Friday is the first day of Japan’s “Golden Week," a string of national holidays that’s traditionally a popular time for Japanese travelers to visit Hawaiʻi. While the tourism industry has high hopes for a boost in business, there’s one potentially troubling factor they can’t control.
There’s nothing like an international trip to focus the mind on exchange rates. And for visitors coming to Hawaiʻi from Japan, that’s not a comfortable exercise these days.
Thursday afternoon, the yen tumbled to more than 130 to the dollar. That’s the lowest rate against the U.S. currency in 20 years.
For Japanese tourists, it means their money doesn’t go as far as it used to when they’re spending dollars.

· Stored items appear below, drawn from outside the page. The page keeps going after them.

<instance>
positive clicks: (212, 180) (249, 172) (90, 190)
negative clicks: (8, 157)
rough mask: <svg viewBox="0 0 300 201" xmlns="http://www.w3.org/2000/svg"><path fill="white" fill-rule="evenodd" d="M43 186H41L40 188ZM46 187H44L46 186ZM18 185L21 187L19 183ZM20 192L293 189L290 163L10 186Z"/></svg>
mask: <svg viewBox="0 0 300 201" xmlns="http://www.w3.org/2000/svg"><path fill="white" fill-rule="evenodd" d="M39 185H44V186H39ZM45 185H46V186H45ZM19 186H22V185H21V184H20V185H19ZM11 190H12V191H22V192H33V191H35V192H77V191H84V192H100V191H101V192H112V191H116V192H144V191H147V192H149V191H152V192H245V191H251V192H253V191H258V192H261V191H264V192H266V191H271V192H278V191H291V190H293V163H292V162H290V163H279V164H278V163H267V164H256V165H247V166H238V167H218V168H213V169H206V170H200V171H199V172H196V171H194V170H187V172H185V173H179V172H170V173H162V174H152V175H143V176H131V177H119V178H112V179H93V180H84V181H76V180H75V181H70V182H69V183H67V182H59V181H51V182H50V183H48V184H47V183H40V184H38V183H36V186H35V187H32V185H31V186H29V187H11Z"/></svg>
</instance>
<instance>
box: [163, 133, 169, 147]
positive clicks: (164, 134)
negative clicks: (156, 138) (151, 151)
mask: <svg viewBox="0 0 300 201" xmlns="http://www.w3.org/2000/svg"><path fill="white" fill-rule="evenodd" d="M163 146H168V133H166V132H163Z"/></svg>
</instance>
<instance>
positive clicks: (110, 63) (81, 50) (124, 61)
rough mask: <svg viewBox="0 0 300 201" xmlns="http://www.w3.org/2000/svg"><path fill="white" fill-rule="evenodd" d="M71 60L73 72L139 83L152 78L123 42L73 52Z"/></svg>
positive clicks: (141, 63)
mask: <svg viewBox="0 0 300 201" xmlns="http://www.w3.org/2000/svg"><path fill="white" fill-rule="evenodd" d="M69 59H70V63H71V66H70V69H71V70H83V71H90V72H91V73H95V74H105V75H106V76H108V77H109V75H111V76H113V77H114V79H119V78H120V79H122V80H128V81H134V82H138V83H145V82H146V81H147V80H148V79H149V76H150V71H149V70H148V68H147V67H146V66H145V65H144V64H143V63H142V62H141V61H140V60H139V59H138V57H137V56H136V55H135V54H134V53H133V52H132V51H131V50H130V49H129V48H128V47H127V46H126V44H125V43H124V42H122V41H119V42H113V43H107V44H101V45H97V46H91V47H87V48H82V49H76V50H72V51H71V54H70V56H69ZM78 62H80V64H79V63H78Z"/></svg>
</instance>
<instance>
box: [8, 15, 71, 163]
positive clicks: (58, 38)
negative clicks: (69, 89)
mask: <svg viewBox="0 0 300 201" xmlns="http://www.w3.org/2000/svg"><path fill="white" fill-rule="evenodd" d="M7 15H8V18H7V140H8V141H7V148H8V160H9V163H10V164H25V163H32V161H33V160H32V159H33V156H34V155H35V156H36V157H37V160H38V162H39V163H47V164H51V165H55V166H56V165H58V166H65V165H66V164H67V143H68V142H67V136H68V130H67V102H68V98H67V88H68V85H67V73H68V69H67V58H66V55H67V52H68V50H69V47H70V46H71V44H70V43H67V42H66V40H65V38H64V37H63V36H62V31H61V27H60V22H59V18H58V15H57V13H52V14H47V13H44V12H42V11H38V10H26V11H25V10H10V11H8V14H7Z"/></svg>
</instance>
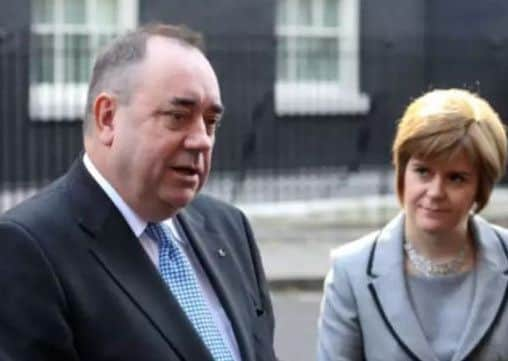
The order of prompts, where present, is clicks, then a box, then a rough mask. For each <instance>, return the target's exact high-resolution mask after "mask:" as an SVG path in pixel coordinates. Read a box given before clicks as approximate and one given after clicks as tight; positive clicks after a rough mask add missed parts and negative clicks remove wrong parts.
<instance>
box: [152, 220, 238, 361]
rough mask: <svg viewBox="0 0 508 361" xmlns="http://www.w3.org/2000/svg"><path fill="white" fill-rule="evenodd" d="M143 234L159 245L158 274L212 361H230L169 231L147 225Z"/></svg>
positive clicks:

The yen has been weakening because Japan’s central bank is keeping interest rates relatively low. That tends to push investment flows to economies — and currencies — with rising interest rates, such as the United States.
But for your average visitor from Japan strolling the beaches and sidewalks of Waikīkī, there’s an even more relevant number: 20%. That’s the effective increase in prices that Japanese travelers face from a little more than two years ago — just because of exchange rates.
On the last day of January 2020, a dollar would buy you a little more than 108 yen — compared to about 130 today.
It’s not clear what impact that 20% price differential may have on Japanese travel to Hawaiʻi.
But for the local hospitality industry, it’s one more piece of the already complicated puzzle of international business.